Reputation: 1602
I'm trying to write some pyspark jobs that depend on a module that I want to include with the job, rather than installing on the clusters globally.
I decided to try doing this with zip files, but I can't seem to get it to work and I can't seem to find an example of doing this in the wild either.

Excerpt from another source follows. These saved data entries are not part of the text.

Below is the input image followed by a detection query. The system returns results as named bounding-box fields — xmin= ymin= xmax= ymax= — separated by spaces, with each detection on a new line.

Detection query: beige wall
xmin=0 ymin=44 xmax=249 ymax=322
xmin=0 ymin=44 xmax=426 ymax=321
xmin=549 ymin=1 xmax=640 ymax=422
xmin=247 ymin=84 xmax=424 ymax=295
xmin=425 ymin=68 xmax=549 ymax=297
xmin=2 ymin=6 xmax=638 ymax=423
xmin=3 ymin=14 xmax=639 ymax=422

I'm building the zip by running:
mkdir -p ./build
cd ./build && python ../src/setup.py sdist --formats=zip
This creates a file called ./build/dist/mysparklib-0.1.zip
. So far, so good.
My job looks like this:
from pyspark import SparkContext
# See: http://spark.apache.org/docs/latest/quick-start.html
readme_filename = './README.md'
sc = SparkContext('local', 'helloworld app')
readme_data = sc.textFile(readme_filename).cache()
def test_a_filter(s):
import mysparklib
return 'a' in s
a_s = readme_data.filter(test_a_filter).count()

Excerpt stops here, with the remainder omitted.